Building an ML Processor using CFU Playground (Part 3)

Luffcaでは、CFU Playgroundを用いて、Arty A7-35T上にML(Machine Learning)プロセッサを作成しました。パート3では、MobileNetV2モデルの推論を5.5倍高速化しました。
なお、CFUはCustom Function Unitの略語であり、LiteX-VexRiscvにおいてRISC-Vのカスタム命令用ハードウェアを追加する仕組みです。
関連記事は、こちら。
- パート1: Person Detection int8モデル
- パート2: Keyword Spottingモデル
- パート3: MobileNetV2モデル(本記事)
CFU Playground
CFU Playgroundは、GoogleのTFLM(TensorFlow Lite for Microcontrollers, tflite-micro)のMLモデルを高速化するために、ハードウェア(実際には、FPGAのゲートウェア)とソフトウェアをチューニングするためのフレームワークです。
詳細は、パート1の記事をご覧ください。
MobileNetV2
MobileNetV2は、軽量モデルとして有名なMobileNetV1の後継モデルです。

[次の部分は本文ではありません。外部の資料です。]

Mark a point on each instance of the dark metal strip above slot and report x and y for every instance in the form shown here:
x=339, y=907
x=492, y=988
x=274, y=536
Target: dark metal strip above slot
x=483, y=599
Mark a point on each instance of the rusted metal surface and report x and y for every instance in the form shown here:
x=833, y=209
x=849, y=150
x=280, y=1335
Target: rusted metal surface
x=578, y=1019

MobileNetV1のdepthwise separable convolutionを踏襲しながら、inverted residuals and linear bottlenecksという構造を取り入れたモデルです。
arxivの論文から引用した下図は、MobileNetV2のinverted residual blockを示しています。

MobileNetV2の詳細は、arxivの論文をご覧ください。
multimodel_accel project

Result of golden tests for MobileNetV2 model
multimodel_accelプロジェクトは、CFU Playgroundのほとんどのプロジェクトが一つのMLモデルに限定して高速化するモデル特化を行っているのに対し、複数のMLモデルを高速化することを目標とする社内プロジェクトです。

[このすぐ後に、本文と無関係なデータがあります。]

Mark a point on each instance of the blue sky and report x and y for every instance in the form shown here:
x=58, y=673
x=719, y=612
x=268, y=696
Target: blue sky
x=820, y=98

上のコンソール画像に示すように、CFU PlaygroundにおいてMobileNetV2はmnv2モデルと呼ばれています。
先に結果を紹介すると、アイキャッチ画像と下の表に示すようにmnv2モデルの全サイクル数が1079Mから197Mに減少し、5.5倍の高速化を達成しました。
なお、私達のプロジェクトは、mnv2モデルの全サイクル数を397.5Mに高速化しているCFU Playgroundのmnv2_firstプロジェクトよりも更に2倍高速です。
| MobileNetV2 | Cycles | Speedup factor |
|
|---|---|---|---|
| Before | After | ||
CONV_2D |
754M | 131M | 5.8 |
DEPTHWISE_CONV_2D |
301M | 43M | 7.0 |
| Others | 24M | 23M | 1.0 |
| Total | 1079M | 197M | 5.5 |
なお、複数のMLモデルの高速化を目標にしたmultimodel_accelプロジェクトなので、パート1のPerson Detection int8(以下pdti8)モデルは、48Mから38.4Mに高速化し、パート2のKeyword Spotting(以下kws)モデルは、15.7Mから9.8Mに高速化しています。
Software Specialization & CFU Optimization
multimodel_accelプロジェクトでは、mnv2モデルの他にpdti8モデルとkwsモデルに適用できるように特化・最適化した1×1 convolution(以下1x1_conv)とdepthwise convolution(以下dw_conv)を使用しています。
パート3では、パート1とパート2において1x1_convよりもspeedup factorが小さいdw_convの改良を行いました。具体的には、パート1でCFUに対応していたdw_convを、SIMD(single instruction, multiple data)にも対応させることによって高速化を実現しました。このため、ゲートウェアとソフトウェアの両方を変更しています。
また、他の層の高速化に伴い1x1_convではない最初の2D convolutionの処理時間の比率が高くなってきたため、専用のカーネルを追加しています。
まとめ
Luffcaでは、CFU Playgroundを用いて、Arty A7-35T上にMLプロセッサを作成しました。作成したMLプロセッサは、MobileNetV2の推論を5.5倍高速化し、197Mサイクルで実行できます。